- Gojra Location in Punjab, Pakistan Gojra Gojra (Pakistan)
- Coordinates: 32°24′18″N 73°19′09″E﻿ / ﻿32.40500°N 73.31917°E
- Country: Pakistan
- Province: Punjab
- District: Mandi Bahauddin
- Tehsil: Malakwal Tehsil
- Union council: UC 56 Gojra
- Time zone: UTC+5 (PST)
- Postal code: 50500

= Gojra, Mandi Bahauddin =

Village in Punjab, Pakistan

Gojra is a village and the seat of a union council (UC 56 Gojra) in Malakwal Tehsil of Mandi Bahauddin District in the Punjab province of Pakistan. It lies on the Sargodha–Gujrat Road, which serves as the main route linking the village to the surrounding region.

== Geography ==
Gojra is situated in the central Punjab plains within the Chaj Doab, the tract of land between the Jhelum and Chenab rivers. The village lies approximately 25 km from the district headquarters at Mandi Bahauddin and 20 km from Malakwal, the tehsil headquarters. The Salam Interchange on the M-2 motorway is approximately 30 km away.
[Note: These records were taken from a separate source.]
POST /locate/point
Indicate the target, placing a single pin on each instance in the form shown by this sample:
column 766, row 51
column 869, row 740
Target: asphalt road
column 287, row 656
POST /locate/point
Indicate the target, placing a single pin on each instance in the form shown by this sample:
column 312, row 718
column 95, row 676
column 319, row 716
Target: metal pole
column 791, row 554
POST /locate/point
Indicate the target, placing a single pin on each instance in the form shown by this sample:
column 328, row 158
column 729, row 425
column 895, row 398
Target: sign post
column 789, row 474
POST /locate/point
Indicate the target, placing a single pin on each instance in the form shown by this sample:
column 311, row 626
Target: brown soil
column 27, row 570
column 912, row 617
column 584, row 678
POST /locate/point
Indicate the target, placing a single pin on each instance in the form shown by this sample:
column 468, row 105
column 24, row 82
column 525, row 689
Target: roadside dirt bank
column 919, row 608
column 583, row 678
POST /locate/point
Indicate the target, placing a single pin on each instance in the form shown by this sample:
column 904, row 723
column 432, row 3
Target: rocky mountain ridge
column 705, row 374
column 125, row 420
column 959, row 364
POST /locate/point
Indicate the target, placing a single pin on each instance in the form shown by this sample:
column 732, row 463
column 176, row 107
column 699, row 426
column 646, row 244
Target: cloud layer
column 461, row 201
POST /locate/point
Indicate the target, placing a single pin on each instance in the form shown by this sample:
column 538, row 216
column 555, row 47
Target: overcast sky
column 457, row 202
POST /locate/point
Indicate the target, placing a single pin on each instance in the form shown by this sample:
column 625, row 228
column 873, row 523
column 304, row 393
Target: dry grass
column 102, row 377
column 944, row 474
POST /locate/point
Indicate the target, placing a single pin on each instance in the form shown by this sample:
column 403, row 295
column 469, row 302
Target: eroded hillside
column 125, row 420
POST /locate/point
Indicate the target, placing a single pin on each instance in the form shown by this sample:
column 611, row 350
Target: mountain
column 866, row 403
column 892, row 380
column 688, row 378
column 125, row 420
Neighbouring villages include Khai, which lies on the same Sargodha–Gujrat Road route, and Chak No. 16 (Kararriwala), about 6 km from Gojra.

== Administration ==
Under the local government system, Gojra forms Union Council No. 56 within Malakwal Tehsil, one of 17 union councils that make up the tehsil. Malakwal Tehsil itself is one of three tehsils, alongside Mandi Bahauddin Tehsil and Phalia Tehsil, that constitute Mandi Bahauddin District. It was carved out of Gujrat District and given district status in 1993.